Aslında sokak aralarında, duvar kenarlarında evsiz barksızların kaldıkları eğreti çadırlara alışkındır da Parisliler, tam Strasbourg St Denis metrosunun başında, birinci kemerin altında bu çadırı görenler şaşkınlıktan kendilerini alamıyorlar.
Neyin nesiymiş bu çadır diye yaklaşınşa hemen oracıkta, bir imza masasının başında, sımsıcak gülümsemesi ve bitmez tükenmezmiş gibi gelen enerjisiyle genç bir kadın, Zehra çıkıyor karşınıza; Zehra Kurtay.
Hem gazeteci hem de devrimci bir aktivist Zehra.
Üçü Kurtuluş ve Mücadele dergilerindeki gazetecilik faaliyetleri olmak üzere dört defa gözaltına alınıp sorgulanmış ülkesinde. Toplam 7 yıllık bir cezaevi yaşamı bırakmış yurt dışına çıkmak zorunda kaldığında arkasında.
Sadece cezaevi mi? Aynı zamanda 2000 Ölüm Orucu Direnişçisi de Zehra. Ümraniye Cezaevinde 185 gün açlığa yatmış. Üstelik de zorla müdahale sırasında sakat kaldığı içi sağlık
sorunları nedeniyle tedavi amaçlı bırakılanlardan biri.

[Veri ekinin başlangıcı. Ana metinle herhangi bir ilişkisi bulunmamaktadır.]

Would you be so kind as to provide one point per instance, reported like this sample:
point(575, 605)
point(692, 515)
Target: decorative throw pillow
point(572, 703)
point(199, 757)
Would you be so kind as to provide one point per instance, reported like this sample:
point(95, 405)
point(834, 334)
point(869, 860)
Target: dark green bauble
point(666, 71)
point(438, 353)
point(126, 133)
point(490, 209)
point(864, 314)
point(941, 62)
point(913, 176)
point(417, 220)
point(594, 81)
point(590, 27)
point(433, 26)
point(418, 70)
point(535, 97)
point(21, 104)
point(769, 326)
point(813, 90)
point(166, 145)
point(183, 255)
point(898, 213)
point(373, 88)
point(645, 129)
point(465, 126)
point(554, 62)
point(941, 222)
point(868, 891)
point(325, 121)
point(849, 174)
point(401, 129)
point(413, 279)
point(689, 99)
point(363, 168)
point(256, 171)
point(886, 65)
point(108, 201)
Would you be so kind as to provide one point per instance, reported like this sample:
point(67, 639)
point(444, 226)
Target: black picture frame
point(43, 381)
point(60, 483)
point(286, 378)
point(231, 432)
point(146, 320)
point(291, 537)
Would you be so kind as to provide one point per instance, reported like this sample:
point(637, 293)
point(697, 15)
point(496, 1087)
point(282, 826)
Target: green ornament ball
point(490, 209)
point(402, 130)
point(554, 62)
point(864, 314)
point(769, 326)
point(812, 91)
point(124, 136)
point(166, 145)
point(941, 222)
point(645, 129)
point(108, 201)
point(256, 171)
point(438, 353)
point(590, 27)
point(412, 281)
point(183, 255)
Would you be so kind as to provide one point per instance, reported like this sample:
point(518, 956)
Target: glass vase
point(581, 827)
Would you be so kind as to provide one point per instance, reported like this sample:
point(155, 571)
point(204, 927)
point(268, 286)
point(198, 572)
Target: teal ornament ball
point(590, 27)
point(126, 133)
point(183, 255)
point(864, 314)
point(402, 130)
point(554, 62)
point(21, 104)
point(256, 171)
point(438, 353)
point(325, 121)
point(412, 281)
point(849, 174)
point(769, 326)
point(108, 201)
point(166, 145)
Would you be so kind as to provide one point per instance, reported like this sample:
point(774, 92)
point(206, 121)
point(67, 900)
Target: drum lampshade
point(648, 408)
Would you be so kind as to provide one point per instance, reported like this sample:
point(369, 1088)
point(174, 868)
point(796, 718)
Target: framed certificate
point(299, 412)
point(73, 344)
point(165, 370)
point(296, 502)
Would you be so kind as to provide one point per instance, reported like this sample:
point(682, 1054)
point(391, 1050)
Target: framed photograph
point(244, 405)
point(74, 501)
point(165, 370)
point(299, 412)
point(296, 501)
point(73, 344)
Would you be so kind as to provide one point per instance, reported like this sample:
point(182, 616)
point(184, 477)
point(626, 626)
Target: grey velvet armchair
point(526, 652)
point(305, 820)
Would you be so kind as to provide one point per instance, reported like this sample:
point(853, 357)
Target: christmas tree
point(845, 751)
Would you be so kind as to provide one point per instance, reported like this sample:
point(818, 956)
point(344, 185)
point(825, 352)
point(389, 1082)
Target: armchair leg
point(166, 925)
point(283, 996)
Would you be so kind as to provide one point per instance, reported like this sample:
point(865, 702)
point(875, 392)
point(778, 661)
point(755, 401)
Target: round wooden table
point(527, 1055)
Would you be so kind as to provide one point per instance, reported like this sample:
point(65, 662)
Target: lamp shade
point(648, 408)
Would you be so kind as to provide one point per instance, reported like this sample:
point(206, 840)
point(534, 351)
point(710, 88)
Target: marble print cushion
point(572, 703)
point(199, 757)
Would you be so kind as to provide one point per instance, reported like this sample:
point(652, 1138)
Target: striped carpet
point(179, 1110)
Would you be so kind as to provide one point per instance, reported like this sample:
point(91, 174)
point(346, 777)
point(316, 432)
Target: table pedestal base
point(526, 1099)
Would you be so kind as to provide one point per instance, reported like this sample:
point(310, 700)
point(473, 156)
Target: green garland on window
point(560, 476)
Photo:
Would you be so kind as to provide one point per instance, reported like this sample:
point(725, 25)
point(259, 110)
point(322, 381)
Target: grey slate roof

Tedavisi bitmeden yeniden cezaevine gönderilmek istendiği için mecburen yurt dışına çıkarak Fransa’ya geliyor, kısa sürede oturum sorununu çözerek hem tedavisine hem de faaliyetlerine burada devam ediyor.
Ancak burada da baskılar yakasını bırakmıyor, yürüttüğü demokratik faaliyet terör kapsamına sokularak, 2012 Yılında tutuklanıyor ve tam dört yıl boyunca, tek kişilik bir hücrede kalacağı Fleurie cezaevine konuluyor.

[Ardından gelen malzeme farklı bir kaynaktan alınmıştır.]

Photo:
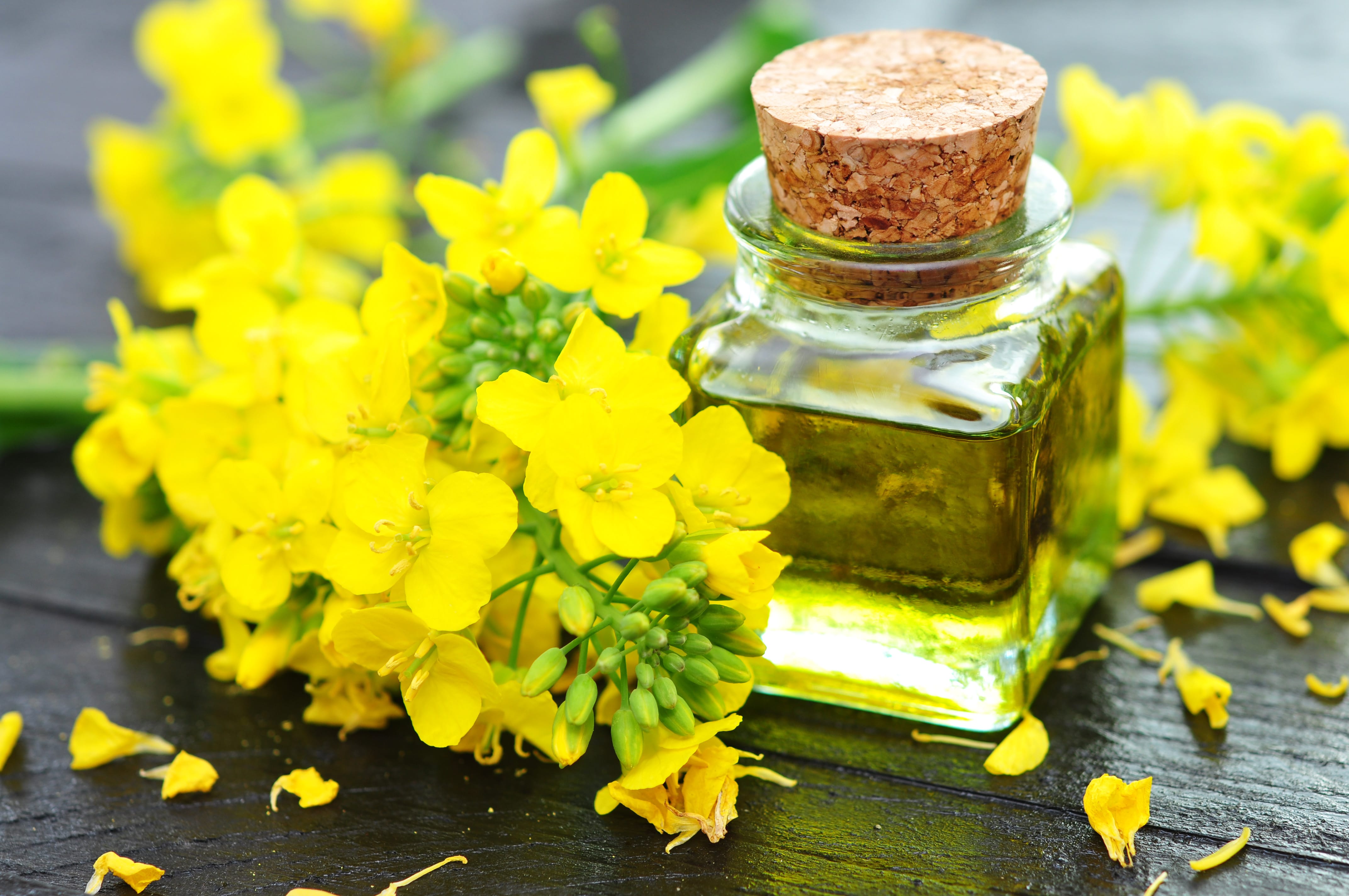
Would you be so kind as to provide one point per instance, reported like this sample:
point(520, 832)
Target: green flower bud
point(697, 644)
point(570, 741)
point(690, 573)
point(454, 363)
point(459, 289)
point(679, 718)
point(610, 660)
point(666, 693)
point(535, 296)
point(485, 326)
point(706, 702)
point(628, 739)
point(577, 609)
point(730, 667)
point(699, 670)
point(742, 641)
point(544, 673)
point(456, 335)
point(718, 619)
point(663, 593)
point(580, 699)
point(644, 709)
point(635, 625)
point(656, 640)
point(488, 300)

Cezaevi çıkışı bildik hikaye işte; var olan oturumunun iptali, gözaltı, kampa kapatma, Türkiye’ye iade.

Avukatlarının ve dostlarının çabasıyla Türkiye’ye iade son anda engelleniyor ama yasal hakkı olan oturma hakkı elinde alınıyor.

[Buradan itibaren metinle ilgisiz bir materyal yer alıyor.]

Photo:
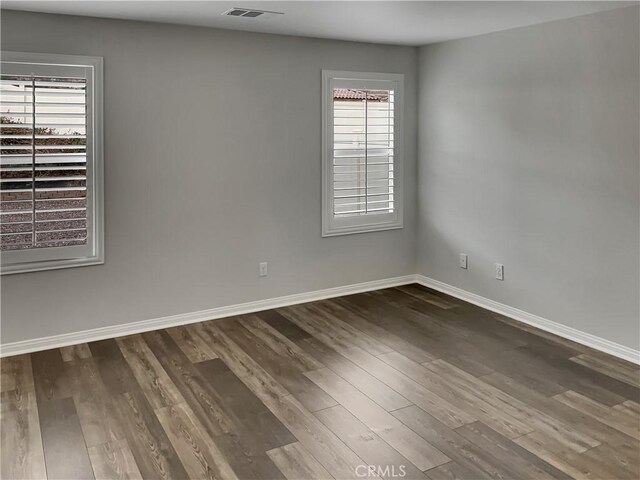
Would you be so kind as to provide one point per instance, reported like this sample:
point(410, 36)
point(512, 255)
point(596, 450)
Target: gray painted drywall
point(529, 156)
point(212, 164)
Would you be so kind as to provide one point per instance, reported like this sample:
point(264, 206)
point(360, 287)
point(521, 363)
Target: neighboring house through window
point(362, 162)
point(50, 161)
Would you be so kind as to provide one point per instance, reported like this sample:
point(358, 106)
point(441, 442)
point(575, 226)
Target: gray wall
point(529, 156)
point(212, 164)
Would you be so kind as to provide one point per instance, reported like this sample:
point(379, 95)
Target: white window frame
point(49, 258)
point(332, 226)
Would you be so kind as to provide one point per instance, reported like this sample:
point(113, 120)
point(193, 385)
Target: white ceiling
point(394, 22)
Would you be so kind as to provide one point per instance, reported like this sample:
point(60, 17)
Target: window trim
point(371, 222)
point(96, 207)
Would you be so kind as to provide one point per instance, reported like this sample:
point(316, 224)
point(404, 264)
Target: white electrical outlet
point(263, 269)
point(499, 271)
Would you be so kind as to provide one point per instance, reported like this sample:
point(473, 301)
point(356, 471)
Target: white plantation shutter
point(361, 161)
point(49, 173)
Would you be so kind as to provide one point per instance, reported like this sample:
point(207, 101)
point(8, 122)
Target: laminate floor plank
point(368, 445)
point(551, 427)
point(621, 421)
point(580, 422)
point(21, 451)
point(114, 461)
point(612, 369)
point(278, 366)
point(410, 445)
point(279, 343)
point(452, 471)
point(462, 396)
point(521, 462)
point(191, 344)
point(200, 455)
point(463, 452)
point(252, 418)
point(335, 327)
point(65, 452)
point(377, 391)
point(334, 455)
point(403, 382)
point(16, 372)
point(153, 453)
point(244, 451)
point(50, 378)
point(430, 336)
point(152, 378)
point(75, 352)
point(359, 319)
point(296, 463)
point(151, 448)
point(276, 321)
point(595, 385)
point(93, 403)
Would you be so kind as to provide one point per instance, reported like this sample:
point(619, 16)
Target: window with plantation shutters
point(361, 152)
point(50, 162)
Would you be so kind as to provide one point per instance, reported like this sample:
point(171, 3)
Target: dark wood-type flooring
point(414, 383)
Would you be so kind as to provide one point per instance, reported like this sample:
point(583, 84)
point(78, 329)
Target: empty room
point(314, 240)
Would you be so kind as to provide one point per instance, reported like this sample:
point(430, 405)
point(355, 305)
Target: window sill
point(50, 265)
point(353, 229)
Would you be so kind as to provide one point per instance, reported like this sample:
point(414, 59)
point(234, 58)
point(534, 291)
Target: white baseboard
point(563, 331)
point(65, 339)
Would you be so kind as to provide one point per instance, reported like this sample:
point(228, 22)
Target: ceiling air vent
point(249, 12)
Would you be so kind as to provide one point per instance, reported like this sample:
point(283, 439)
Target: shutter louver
point(43, 162)
point(363, 152)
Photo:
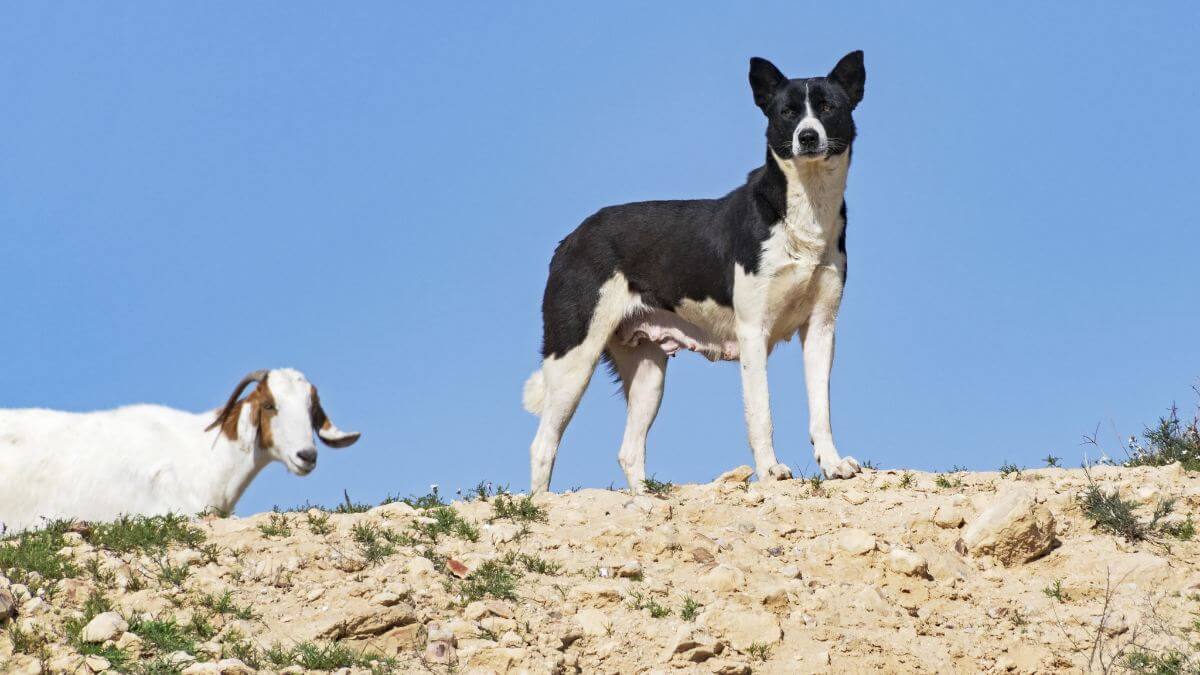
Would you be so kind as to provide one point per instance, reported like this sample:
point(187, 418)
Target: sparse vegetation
point(445, 521)
point(658, 488)
point(172, 574)
point(1173, 440)
point(144, 535)
point(431, 500)
point(1009, 469)
point(690, 608)
point(276, 525)
point(318, 523)
point(34, 559)
point(639, 601)
point(1114, 514)
point(225, 604)
point(375, 543)
point(759, 651)
point(946, 483)
point(520, 509)
point(493, 578)
point(1054, 591)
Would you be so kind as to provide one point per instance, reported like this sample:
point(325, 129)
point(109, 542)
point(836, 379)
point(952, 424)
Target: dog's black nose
point(808, 138)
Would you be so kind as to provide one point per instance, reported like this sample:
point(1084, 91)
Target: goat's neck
point(227, 470)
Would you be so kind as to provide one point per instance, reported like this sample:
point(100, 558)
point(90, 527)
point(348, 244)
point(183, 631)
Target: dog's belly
point(671, 332)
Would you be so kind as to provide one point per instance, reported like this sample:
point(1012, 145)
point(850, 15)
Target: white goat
point(150, 460)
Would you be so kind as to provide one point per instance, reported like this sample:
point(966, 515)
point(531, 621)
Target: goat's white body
point(141, 459)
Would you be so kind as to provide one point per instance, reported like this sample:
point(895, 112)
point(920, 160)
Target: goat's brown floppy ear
point(258, 376)
point(327, 430)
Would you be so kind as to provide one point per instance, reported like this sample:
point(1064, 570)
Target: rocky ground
point(891, 571)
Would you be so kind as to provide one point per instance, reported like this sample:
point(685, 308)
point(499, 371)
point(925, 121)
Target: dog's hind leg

Hiçbir yasal dayanığı olmamasına rağmen şimdi deTürkiye yerine sömürgelerden birine gönderilmek isteniyor Zehra Kurtay.
O nedenle 3 Temmuz günü bu meydana kurmuş direniş çadırını.
O kadar alışkın ki direnmeye o.
Bir görseniz sanki hep bu iş için yaratılmış gibi.
Bir solukta, öylesine, sıradan bir şeyden bahseder gibi anlatıveriyor mücadele dolu yaşam hikayesini.
Önüne koyduğu masada topluyor destek imzalarını.
Sadece oturum hakkının geri verilmesini ve üçüncü bir ülkeye gönderilme kararının iptalinden başka bir şey istemiyor o.
O kadar ilgi çekiyor ki o çadırı ve masası.
Hele de çadırın önüne astığı “Oturum Hakkı İçin Açlık Grevindeyim” pankartı.
Ben orada iken yoldan geçmekte olan dört kişi gelip attı destek imzalarını. İmzaya mı ihtiyacınız var diye sorarak hem de.
Yolunuz düşerse bir uğrayıverin sizler de Paris’in göbeğindeki bu direniş çadırına.
Hem 53 Yaşındaki boyun eğmez bir kadınla tanışmış olursunuz hem de bir imza verip haklı mücadeleye desteklerinizi sunarsınız.